When users want to view the weather of another city, they can start typing in, and we will do prefix matching in the ElasticSearchIndex. We will return a list of cities that match with the prefix. When users actually select a city, we will call the weather service to get the weather data for that city.
Choice of storage:
In the database, we will be storing current weather data for all cities. A flexible schema could be:
{
current_time: timestamp,
city_name: string,
country_name: string,
weather_metadata: json blob
}
For database, we will be using a noSQL database like cassandra. Given our system will handle heavy writes from Kafka queue, and we want to have a flexible schema for the weather metadata. Also, we won't be having complex relations and joins. For the database, given we will store weather information for all cities, with timestamp, we will be sharding the database by city_name + country_name with a consistent hashing strategy.
We add a cache layer (Redis) on top of it to improve performance. It will be a read through cache, where current weather data for a given city has a TTL of 1 hour. This way, we improve read performance and reduce latency. A TTL of 1 hour reduces stale data problem for the weather use case.
Choice of prediction model:
For prediction, we will be training a neural network model, trained on past weather data for all given cities, and offline evaluated and tested. The model will be deployed on Kubernetes in the prediction service.
Deep dive into 2-3 key components. Explain how they work, how they scale, discuss tradeoffs, capacity, and any relevant algorithms or data structures.
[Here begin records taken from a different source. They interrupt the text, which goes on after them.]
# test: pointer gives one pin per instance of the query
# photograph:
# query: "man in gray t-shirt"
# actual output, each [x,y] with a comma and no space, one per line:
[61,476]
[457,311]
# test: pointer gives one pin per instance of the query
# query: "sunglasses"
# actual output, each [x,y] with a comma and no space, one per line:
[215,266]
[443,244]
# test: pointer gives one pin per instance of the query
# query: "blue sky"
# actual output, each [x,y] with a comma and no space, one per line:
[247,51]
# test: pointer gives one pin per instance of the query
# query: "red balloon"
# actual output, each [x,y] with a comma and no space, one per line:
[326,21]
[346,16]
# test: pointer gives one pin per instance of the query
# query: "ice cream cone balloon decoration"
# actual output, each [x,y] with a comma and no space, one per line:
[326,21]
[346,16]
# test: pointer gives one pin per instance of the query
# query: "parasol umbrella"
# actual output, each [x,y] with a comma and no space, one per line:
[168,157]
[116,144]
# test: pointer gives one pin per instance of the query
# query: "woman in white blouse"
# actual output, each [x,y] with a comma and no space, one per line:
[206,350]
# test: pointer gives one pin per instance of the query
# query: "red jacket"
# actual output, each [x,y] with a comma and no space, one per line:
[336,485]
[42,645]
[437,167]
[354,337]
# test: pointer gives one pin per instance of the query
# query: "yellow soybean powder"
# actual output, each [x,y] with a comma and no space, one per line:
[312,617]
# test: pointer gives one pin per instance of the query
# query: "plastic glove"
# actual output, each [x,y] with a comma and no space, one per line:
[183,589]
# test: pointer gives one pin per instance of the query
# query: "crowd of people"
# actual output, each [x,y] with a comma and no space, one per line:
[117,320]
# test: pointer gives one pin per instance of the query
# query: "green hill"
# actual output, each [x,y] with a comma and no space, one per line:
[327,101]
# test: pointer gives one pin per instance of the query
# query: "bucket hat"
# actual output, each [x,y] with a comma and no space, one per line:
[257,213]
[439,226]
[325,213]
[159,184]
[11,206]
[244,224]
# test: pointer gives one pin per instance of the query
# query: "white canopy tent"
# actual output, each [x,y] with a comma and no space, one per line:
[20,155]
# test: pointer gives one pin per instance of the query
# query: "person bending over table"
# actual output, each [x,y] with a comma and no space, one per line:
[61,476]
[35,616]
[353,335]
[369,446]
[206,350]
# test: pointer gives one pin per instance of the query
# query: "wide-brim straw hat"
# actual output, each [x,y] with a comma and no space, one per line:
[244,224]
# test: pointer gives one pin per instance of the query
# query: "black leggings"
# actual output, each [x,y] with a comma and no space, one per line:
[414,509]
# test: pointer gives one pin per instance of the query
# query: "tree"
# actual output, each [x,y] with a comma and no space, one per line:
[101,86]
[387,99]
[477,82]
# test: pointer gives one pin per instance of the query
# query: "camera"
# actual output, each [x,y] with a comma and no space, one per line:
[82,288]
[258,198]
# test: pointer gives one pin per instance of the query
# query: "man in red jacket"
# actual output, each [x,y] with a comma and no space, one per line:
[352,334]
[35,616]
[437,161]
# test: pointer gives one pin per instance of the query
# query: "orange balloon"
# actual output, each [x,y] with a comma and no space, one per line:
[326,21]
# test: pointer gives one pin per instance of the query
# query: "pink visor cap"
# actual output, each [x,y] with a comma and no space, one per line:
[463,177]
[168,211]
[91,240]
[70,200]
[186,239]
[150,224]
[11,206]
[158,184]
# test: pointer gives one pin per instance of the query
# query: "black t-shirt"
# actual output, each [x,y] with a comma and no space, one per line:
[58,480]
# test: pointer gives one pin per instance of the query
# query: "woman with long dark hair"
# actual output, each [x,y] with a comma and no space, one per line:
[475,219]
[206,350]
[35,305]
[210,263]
How is weather data ingested into the system?
In the weather ingestion service, we have a pre-configured list of all included cities for all included countries in the world. Then for each city, we set up webhook with their corresponding weather web server. In case of any weather update, it is pushed to the weather ingestion service. Here, a push strategy works better than pull, since we don't need to constantly query the official weather server of each city. Upon receiving an update, we trigger an event on the Kafka queue. If a city doesn't have a weather reporting service anywhere, we skip that city in our weather service as well, given there is no data. If inconsistent weather information is received for a city, we send an API request to the weather server of that city, and try to reconcile. If no reconciliation can be done, we send a Kafka event indicating that the current weather for this city isn't available. For any failed messages on the message queue, we do 3 retries. Each message has information of: timestamp, city, country, weather metadata. Upon receiving a duplicate message, we won't be making updates to the database.
On Kafka message queue, we have a filter that flags any events which contains extreme weather. For such events, we send the event to notification service as well. Upon consumption of these events, notification service will call a third party notification provider to notify the client.
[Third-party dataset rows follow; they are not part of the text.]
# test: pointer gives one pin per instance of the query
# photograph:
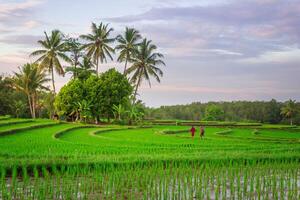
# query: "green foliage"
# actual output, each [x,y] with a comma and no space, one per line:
[111,88]
[62,160]
[214,113]
[289,110]
[30,80]
[145,62]
[127,45]
[68,96]
[52,53]
[9,98]
[95,97]
[98,44]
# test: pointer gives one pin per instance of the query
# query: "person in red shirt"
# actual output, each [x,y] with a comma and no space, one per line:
[193,131]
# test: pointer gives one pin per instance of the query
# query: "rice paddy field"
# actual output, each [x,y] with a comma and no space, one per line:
[44,159]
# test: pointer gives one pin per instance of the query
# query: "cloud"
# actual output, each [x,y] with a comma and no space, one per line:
[236,28]
[16,14]
[23,40]
[289,55]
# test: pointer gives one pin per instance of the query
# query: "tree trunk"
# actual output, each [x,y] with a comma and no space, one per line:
[75,65]
[97,66]
[136,88]
[53,85]
[33,106]
[30,105]
[125,67]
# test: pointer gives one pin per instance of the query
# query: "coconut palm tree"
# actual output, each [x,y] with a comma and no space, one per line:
[52,53]
[118,111]
[98,44]
[83,69]
[144,64]
[289,110]
[127,45]
[29,80]
[74,47]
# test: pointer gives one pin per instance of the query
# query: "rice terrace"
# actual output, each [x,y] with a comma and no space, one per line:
[162,100]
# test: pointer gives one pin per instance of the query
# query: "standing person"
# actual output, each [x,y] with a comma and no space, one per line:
[193,131]
[202,132]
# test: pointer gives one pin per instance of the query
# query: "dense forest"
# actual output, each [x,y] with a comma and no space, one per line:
[240,111]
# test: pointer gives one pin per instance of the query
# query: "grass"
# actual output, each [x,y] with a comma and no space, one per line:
[45,159]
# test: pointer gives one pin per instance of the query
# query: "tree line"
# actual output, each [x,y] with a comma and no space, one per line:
[273,112]
[102,94]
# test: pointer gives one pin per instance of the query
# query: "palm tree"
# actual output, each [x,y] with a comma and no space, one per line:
[83,70]
[289,110]
[127,45]
[29,80]
[74,47]
[98,44]
[53,50]
[118,111]
[145,61]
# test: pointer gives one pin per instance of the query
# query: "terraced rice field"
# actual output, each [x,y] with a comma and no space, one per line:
[43,159]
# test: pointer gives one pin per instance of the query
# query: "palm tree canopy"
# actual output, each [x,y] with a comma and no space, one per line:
[53,51]
[98,43]
[127,44]
[145,61]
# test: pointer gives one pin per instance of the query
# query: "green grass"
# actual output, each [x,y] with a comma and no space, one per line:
[120,162]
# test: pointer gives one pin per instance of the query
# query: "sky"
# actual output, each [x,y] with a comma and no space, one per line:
[215,50]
How do we handle concurrent QPS of 12000?
There are several steps in scaling the system:
In API gateway, we implemented authentication and rate limiting, so unauthorized users can't send requests, and a single IP can't bombard the service with requests.
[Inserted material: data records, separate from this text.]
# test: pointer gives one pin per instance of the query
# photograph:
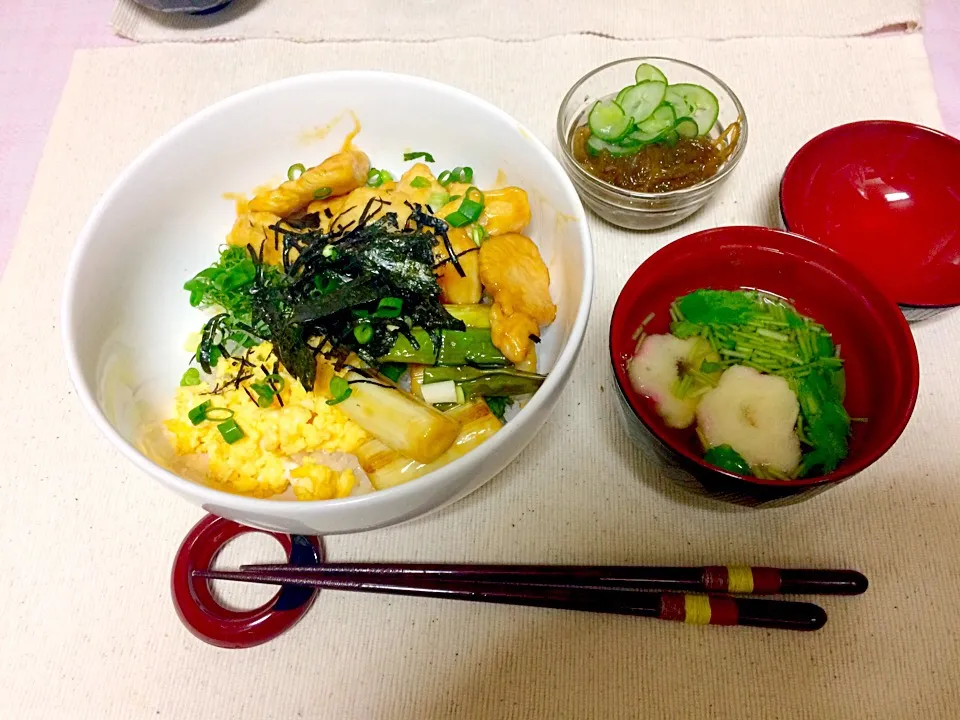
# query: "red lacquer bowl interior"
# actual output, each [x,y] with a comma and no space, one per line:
[886,195]
[881,358]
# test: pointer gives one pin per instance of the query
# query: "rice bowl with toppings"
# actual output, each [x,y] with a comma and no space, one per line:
[127,315]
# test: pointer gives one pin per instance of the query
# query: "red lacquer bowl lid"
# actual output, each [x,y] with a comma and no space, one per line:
[886,195]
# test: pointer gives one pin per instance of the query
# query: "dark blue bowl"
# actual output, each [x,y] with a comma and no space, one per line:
[193,7]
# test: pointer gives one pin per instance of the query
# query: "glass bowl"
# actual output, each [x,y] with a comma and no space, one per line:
[637,210]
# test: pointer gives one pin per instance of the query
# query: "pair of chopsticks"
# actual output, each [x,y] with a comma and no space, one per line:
[666,593]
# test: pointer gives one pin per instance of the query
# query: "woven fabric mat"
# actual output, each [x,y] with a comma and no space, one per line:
[310,21]
[87,628]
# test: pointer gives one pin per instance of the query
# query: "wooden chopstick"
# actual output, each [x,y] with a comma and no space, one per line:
[739,580]
[683,607]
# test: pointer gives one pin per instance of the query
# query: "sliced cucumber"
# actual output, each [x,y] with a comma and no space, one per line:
[595,146]
[646,71]
[675,100]
[687,127]
[642,99]
[704,105]
[663,118]
[608,121]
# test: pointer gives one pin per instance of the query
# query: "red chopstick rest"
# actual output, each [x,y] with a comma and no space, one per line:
[217,625]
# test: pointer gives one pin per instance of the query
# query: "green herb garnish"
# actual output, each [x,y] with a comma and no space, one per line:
[498,405]
[295,171]
[230,431]
[767,334]
[199,413]
[726,458]
[414,155]
[339,389]
[393,371]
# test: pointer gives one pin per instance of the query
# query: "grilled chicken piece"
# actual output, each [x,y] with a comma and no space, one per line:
[513,272]
[341,173]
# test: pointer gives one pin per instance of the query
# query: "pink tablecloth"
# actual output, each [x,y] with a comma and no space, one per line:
[38,37]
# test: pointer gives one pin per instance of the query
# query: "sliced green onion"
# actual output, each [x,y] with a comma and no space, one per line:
[295,171]
[219,414]
[198,414]
[230,431]
[469,211]
[389,308]
[363,333]
[413,156]
[340,390]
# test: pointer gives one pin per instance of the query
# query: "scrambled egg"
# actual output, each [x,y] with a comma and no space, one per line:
[262,463]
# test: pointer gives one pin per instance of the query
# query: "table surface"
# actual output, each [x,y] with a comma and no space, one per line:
[37,41]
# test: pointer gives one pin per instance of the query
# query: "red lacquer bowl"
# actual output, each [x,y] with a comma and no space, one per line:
[886,195]
[881,358]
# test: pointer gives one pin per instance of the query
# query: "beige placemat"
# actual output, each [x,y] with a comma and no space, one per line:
[87,629]
[315,20]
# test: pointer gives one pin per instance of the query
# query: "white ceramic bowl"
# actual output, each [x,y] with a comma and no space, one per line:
[126,316]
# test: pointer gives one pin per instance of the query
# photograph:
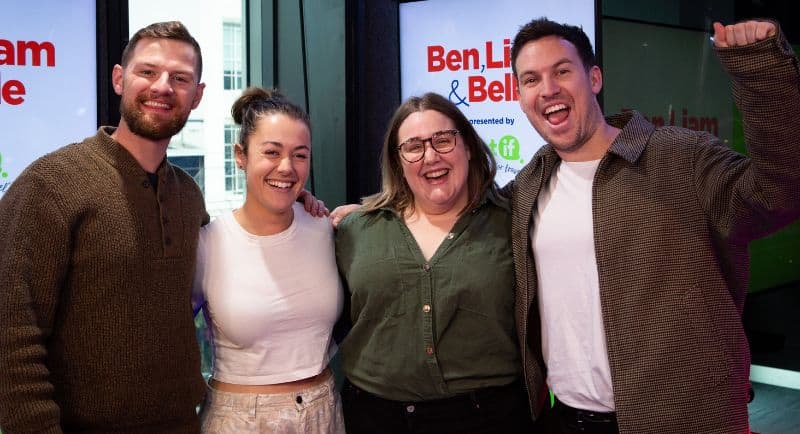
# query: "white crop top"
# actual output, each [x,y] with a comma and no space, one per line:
[270,301]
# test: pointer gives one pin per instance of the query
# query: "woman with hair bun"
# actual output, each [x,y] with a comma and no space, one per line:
[268,285]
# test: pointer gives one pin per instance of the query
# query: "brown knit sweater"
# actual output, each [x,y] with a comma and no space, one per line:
[96,330]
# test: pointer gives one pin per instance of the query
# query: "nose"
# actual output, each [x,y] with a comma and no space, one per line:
[161,84]
[430,154]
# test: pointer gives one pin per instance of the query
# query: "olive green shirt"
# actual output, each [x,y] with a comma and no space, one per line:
[425,330]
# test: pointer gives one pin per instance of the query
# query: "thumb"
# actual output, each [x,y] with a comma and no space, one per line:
[720,39]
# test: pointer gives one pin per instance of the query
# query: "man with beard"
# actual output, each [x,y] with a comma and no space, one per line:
[97,261]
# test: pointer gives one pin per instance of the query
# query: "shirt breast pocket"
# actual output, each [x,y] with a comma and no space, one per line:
[376,285]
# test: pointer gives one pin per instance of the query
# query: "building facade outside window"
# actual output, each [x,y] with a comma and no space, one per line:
[232,75]
[234,177]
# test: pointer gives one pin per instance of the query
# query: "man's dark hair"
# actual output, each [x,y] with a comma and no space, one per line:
[541,27]
[166,30]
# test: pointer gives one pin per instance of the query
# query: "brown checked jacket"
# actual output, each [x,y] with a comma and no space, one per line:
[673,213]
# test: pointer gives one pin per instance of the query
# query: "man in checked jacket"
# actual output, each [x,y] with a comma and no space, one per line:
[630,241]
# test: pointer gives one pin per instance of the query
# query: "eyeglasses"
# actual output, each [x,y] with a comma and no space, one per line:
[413,149]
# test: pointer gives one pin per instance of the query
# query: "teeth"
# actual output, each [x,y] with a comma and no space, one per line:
[156,104]
[555,108]
[280,184]
[436,174]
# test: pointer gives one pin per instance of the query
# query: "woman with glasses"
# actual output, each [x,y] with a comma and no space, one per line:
[427,262]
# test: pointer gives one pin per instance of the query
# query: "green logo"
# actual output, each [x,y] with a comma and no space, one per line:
[506,148]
The load balancer uses a consistent hashing strategy. For each request, we do 2 steps. First, we identify the geo location of the sender. Our services are deployed globally, so we map the request to its nearest server region. Then we generate a hash from the consumer_id of the request, using consistent hashing to find a designated server for the request.
On data read side, we have a scalable redis cluster as the caching layer. It's a read through cache with a TTL of 1 hour. So in peak hours, the latency is very low, and reads to the database rarely happen.
For the prediction service, we have a pre-trained neural network model deployed on kubernetes, so it can do live prediction with live data. However, we also introduce a caching layer here. If the same request (with same timestamp and city) comes, we read from the cache instead of doing a live inference.